Amit_Bhutani@Dell.com
2003-Mar-13 19:40 UTC
[Samba] "Oplock" error messages with samba on Linux
TEST:
====SAMBA STRESS OVER GIGABIT NETWORK: This is a simple
Read/Write/Compare/Delete kind of test over the network via Samba. Multiple
clients with multiple threads try to read/write/compare/delete(in a loop) a
finite sized file (64K block size) over samba for a prolonged period of time
in an effort to stress test the server.
SERVER SIDE CONFIG:
==================ARCH: x86
OS: RHL AS 2.1
KERNEL: 2.4.9-e.3smp
SAMBA: 2.2.7-1.21as.i386.rpm (also tried RH AS2.1 stock version:
2.2.1a-4.i386.rpm)
NIC: 2 ONBOARD GIG BCM5703(COPPER)ON A STATIC GEC TRUNK
RAM: 512 MB
CPU: Dual 2.66GHz CPU with HT ON (tried several different speed CPU's: 2.2,
2.4, 3.06 etc)
SWAP: 2 GB
SCSI/RAID: Able to reproduce this on SCSI as well as RAID 0 (not tried other
RAID configs)
CLIENT SIDE CONFIG:
==================SAMBA CLIENTS: Windows only (tried both NT4 and W2K). Please
note that there
are *no* Linux clients trying to access the samba share.

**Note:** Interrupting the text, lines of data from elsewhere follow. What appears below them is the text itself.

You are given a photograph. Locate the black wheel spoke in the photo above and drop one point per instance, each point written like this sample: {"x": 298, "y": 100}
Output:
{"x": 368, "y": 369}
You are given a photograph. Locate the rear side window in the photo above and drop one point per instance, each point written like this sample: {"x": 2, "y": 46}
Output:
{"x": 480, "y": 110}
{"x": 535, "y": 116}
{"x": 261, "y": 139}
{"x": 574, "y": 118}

The clients are all
Windows and are all installed from one common image.
DESCRIPTION OF FAILURES:
=======================The Stress Test Controller starts to show some
Read/Write/Compare failures
anywhere from a 30 mins up to a 24 hour period into the test. These failures
continue to occur and eventually the server "locks up". Tried to
enable
"nmi_watchdog" with serial console. No OOPS capture yet. I also tried
raising the samba debug level (went up to 3) , printk level raised to "7 4
1
7", SysRq enabled etc. None of the information I have captured so far gives
me any definite theory on why this is happening. What I do notice is that in
almost all the failures, the samba logs have references to "oplocks".
Any
body has any ideas why this could be happening ? Any ideas for what I can do
further to troubleshoot. I have tried various other things that I have not
posted with this message to try and keep this post readable. Posted below
are a sample smbd.log, <samba_client_name>.log and my smb.conf file from
one
of the recent failures. Any suggestions would be helpful.
/var/log/smbd.log:
=================[2003/03/12 04:02:03, 0] smbd/server.c:open_sockets(238)
Got SIGHUP
/var/log/samba/samba_client1.log:
================================[2003/03/11 10:04:07, 0]
passdb/pdb_smbpasswd.c:pdb_getsampwnam(1369)
unable to open passdb database.
[2003/03/12 03:33:49, 0] smbd/oplock.c:oplock_break(790)
oplock_break: end of file from client
oplock_break failed for file ZEUS05/ZEUS05_0.dat (dev = 811, inode 131074,
file_id = 5907).
[2003/03/12 03:33:49, 0] smbd/oplock.c:oplock_break(878)
oplock_break: client failure in break - shutting down this smbd.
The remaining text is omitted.